Sunset 1st evening out
Friday, July 21 Day 2 of the Sail to NYC
We re-started the ‘watch’ schedule that we had on the passage from the Bahamas. 4 hours each, twice a day- Rowland from 8-12; Doug from 12-4; Deb 4-8. I must admit, I dread the nighttime watch. Of course, it’s dark, and hard to see and one must rely on instruments to track other vessels, changes in wind speed and direction, and approaching squalls, etc.- in other words, events that could sink the boat potentially. Plus, for some reason, Doug and Rowland want to sleep at that time, unlike during the day, leaving the novice alone at the helm (that statement tells you how desperate for sleep they are) . This first morning, I awoke with a bit of a headache and upset stomach – low grade seasickness that stuck with me all day despite my sea sick remedies.
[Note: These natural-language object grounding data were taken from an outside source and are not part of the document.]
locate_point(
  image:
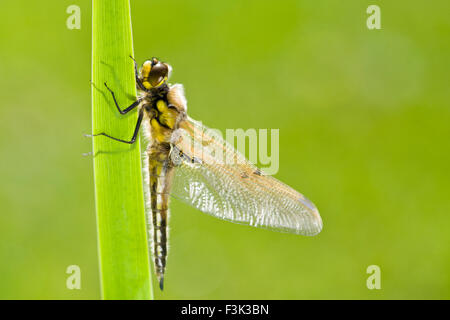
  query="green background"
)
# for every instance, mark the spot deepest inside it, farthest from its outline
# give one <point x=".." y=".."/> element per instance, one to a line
<point x="364" y="133"/>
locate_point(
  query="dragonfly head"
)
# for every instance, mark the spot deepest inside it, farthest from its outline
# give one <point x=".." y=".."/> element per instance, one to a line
<point x="154" y="73"/>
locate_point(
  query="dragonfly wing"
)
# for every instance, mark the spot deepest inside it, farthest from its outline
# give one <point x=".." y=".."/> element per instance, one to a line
<point x="213" y="177"/>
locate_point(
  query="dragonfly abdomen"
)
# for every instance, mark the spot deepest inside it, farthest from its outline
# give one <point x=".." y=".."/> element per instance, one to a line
<point x="160" y="177"/>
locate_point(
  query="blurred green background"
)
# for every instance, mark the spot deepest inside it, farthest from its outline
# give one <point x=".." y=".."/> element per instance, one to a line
<point x="364" y="133"/>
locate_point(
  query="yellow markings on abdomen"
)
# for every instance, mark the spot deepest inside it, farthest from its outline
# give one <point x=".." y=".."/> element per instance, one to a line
<point x="163" y="124"/>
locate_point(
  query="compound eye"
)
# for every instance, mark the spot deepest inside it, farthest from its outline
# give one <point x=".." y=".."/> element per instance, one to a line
<point x="158" y="73"/>
<point x="146" y="68"/>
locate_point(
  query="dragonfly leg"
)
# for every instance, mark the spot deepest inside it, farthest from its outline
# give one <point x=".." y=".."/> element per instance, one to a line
<point x="136" y="74"/>
<point x="136" y="131"/>
<point x="126" y="110"/>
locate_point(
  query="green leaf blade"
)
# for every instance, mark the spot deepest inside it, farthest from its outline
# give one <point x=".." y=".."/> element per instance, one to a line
<point x="122" y="238"/>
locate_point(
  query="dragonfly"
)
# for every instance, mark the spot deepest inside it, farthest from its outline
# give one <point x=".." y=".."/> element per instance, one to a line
<point x="187" y="161"/>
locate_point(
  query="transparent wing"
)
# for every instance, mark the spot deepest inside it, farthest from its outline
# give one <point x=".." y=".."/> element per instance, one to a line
<point x="213" y="177"/>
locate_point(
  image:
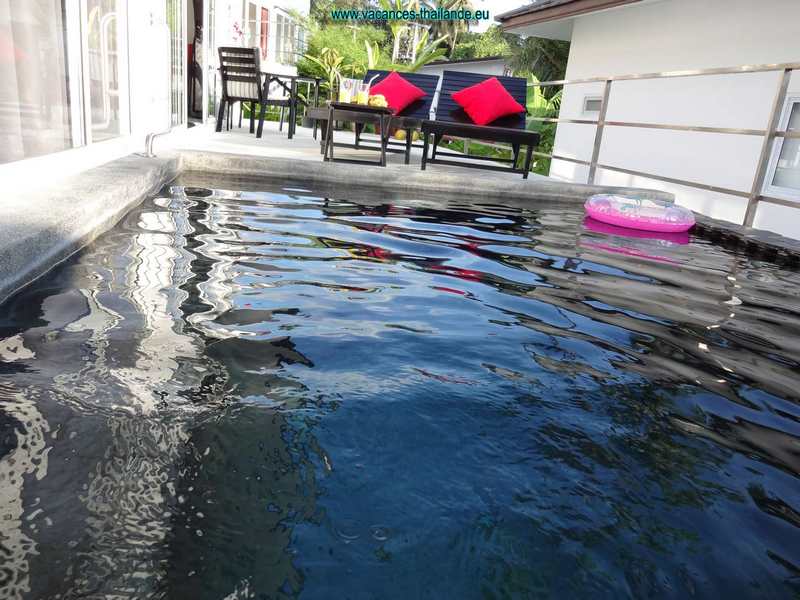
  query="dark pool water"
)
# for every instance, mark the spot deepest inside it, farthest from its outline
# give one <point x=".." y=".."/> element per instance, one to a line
<point x="272" y="394"/>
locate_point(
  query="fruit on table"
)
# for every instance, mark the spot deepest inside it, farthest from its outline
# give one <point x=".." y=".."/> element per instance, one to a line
<point x="378" y="100"/>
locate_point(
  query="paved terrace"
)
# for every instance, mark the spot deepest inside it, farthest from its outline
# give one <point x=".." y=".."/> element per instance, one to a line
<point x="276" y="144"/>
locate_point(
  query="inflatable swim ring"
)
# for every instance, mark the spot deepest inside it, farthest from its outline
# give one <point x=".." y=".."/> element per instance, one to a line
<point x="639" y="214"/>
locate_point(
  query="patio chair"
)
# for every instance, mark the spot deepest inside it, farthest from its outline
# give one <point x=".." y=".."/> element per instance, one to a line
<point x="240" y="69"/>
<point x="409" y="119"/>
<point x="451" y="120"/>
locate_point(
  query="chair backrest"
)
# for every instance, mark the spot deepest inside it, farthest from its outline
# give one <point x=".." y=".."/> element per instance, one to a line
<point x="241" y="73"/>
<point x="452" y="81"/>
<point x="419" y="109"/>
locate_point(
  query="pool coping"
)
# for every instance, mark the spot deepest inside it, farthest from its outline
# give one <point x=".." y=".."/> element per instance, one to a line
<point x="43" y="227"/>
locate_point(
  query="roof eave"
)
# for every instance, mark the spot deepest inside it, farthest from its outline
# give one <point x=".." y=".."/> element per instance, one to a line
<point x="530" y="15"/>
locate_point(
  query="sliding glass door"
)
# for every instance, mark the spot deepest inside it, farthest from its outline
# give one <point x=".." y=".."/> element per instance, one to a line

Doug told me that he had witnessed a dolphin feeding frenzy during the night when a school of flying fish came by over the boat. When it got light, I found one of the unfortunate fish, that had not gained sufficient distance to get to the other side, lying on the hull.
First light on the ocean. Such a wonderful way to start a day
This little guy didn’t quite make it across the boat
We sailed through the night but lost wind early in the morning so we started the engine and motor sailed a good portion of the day. Without the wind, the day was very hot and by afternoon the doors were closed and AC was back on. To be honest, it was a boring day – long hours without much action- just lots of ocean. And in the middle of the ocean, one does not stop the boat for a quick swim. The major excitement (the only excitement) was catching a second barracuda. The trip to NYC was going to be much longer if winds didn’t pick up.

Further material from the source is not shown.